For Tom Daly too this was a repeat of what he experienced with John. Too much, too soon again, to accompany and pray with your companion as he approaches the great mystery of death. Derry who has been a close friend of Eugene since their time in Argentina reminded me that we have lost so many of our generation in recent years. Six have died – Vivian Ferran, Noel O’Connor, Mick Cremin, Michael Clarke, John O’Brien and now Eugene. One of the moments of grace in Eugene’s last days is that an exception was made to allow his dear good John O’Connor visit and John was able to anoint him.

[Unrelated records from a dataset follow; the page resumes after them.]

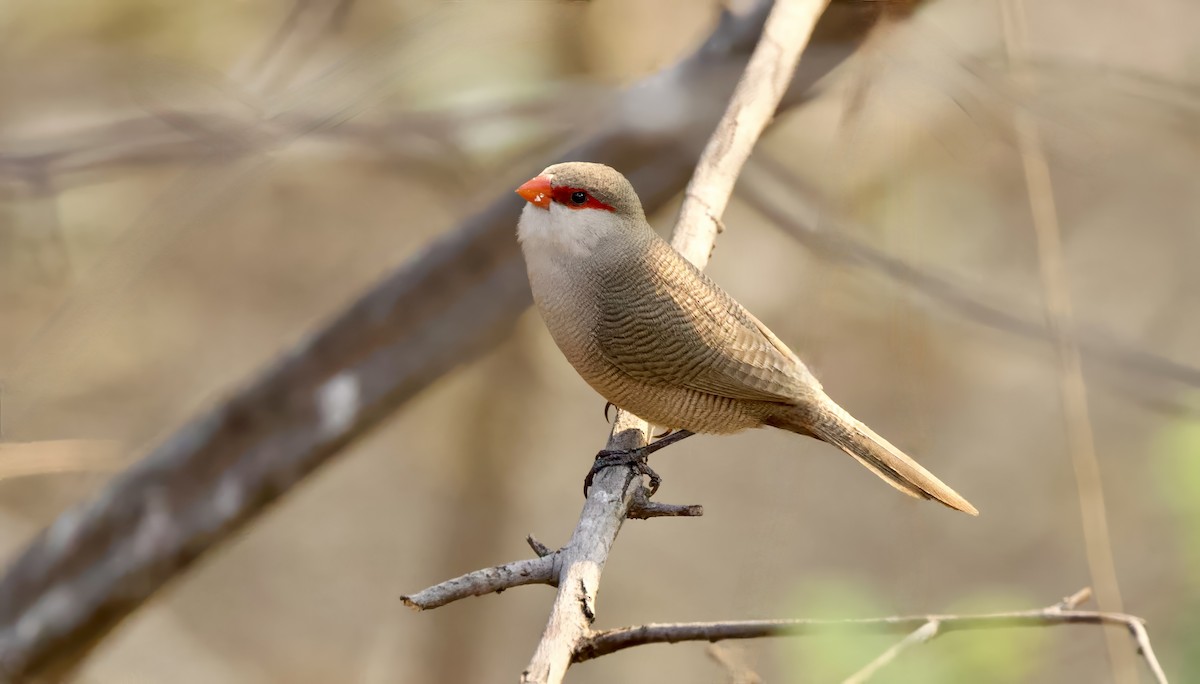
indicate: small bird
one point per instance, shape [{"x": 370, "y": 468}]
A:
[{"x": 655, "y": 336}]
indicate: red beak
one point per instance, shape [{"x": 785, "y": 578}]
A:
[{"x": 537, "y": 191}]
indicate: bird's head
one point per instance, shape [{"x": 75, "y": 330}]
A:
[{"x": 576, "y": 205}]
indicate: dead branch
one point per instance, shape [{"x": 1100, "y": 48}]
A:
[
  {"x": 101, "y": 561},
  {"x": 931, "y": 629},
  {"x": 916, "y": 627},
  {"x": 955, "y": 297},
  {"x": 540, "y": 570},
  {"x": 733, "y": 665},
  {"x": 755, "y": 100},
  {"x": 1072, "y": 385}
]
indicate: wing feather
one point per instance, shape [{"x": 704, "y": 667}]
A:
[{"x": 669, "y": 323}]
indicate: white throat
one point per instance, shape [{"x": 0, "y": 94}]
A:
[{"x": 563, "y": 234}]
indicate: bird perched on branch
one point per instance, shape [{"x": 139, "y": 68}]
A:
[{"x": 657, "y": 337}]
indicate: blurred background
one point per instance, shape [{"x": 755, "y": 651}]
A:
[{"x": 166, "y": 245}]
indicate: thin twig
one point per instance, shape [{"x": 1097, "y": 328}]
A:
[
  {"x": 541, "y": 570},
  {"x": 755, "y": 100},
  {"x": 931, "y": 629},
  {"x": 540, "y": 549},
  {"x": 611, "y": 641},
  {"x": 1073, "y": 388},
  {"x": 801, "y": 221},
  {"x": 733, "y": 664}
]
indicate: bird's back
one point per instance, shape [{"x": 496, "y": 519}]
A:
[{"x": 664, "y": 341}]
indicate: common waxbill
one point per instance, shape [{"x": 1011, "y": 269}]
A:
[{"x": 655, "y": 336}]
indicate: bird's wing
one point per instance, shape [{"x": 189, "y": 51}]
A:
[{"x": 665, "y": 322}]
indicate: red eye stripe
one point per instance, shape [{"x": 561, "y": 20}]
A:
[{"x": 563, "y": 196}]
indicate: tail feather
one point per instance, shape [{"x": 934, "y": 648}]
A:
[{"x": 829, "y": 423}]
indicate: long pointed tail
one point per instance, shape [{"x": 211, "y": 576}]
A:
[{"x": 829, "y": 423}]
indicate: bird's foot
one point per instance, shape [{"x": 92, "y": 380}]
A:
[{"x": 634, "y": 457}]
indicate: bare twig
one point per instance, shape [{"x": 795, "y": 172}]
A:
[
  {"x": 733, "y": 664},
  {"x": 918, "y": 629},
  {"x": 955, "y": 297},
  {"x": 753, "y": 106},
  {"x": 759, "y": 91},
  {"x": 540, "y": 549},
  {"x": 540, "y": 570},
  {"x": 1073, "y": 388},
  {"x": 933, "y": 628},
  {"x": 99, "y": 562},
  {"x": 642, "y": 508}
]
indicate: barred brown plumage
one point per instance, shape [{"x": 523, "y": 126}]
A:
[{"x": 655, "y": 336}]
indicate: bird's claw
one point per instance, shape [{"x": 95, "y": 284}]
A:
[{"x": 636, "y": 459}]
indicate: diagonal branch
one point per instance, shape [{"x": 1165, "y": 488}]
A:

Many years ago when visiting Michael Clarke at home in Greenock I became aware of how much his family were sharing in the sacrifice of his life as a priest. Not sacrifice in the sense of giving something up but the sharing in the suffering, his own particular suffering and that of Jesus. And the sharing in the suffering is a sharing in holiness in the truest sense of the word, a holiness that is raw, naked and not pious in the sweet sense of that word. This is true of Eugene’s family too. But it is also true of the Pallottine community in which Eugene lived – various communities in Argentina and for many years now the community in Greenford. The internal community of the parish house and the wider community of the parish. Reading the comments on www.pallottines.ie and on facebook you can see the effect of Eugene’s spirituality and his human life.
Someone mentioned him singing Malaika, the Swahili song from Tanzania that he sang over the years even though he never went there, and he would often greet me in Swahili as a kind of mark of affection – “jambo bwana!” or “habari gani?” He did so in our last phone conversation.
Much of my remembering goes back to our days in Thurles, the messing, the pranks he played on all of us – speakers under the bed of an unsuspecting student, haunting noises in the night, scaring the life out of Vivian, putting me into a barrel full of cold water when all the kicking I did could not contend with his strength; the laughter he created, the fulness of life that was in him.
And I think of him now in the words of St. John’s Prologue – “the Son who is nearest to the Father’s heart”, resting near to the Father’s heart, knowing the Father as Jesus knows him, the only knowledge that matters in the end. And the freedom from suffering and anxiety that is offered there; the unique gift of Peace that is the gift of Christ our Lord. Rest in that Peace dear friend, in the best bed of heaven.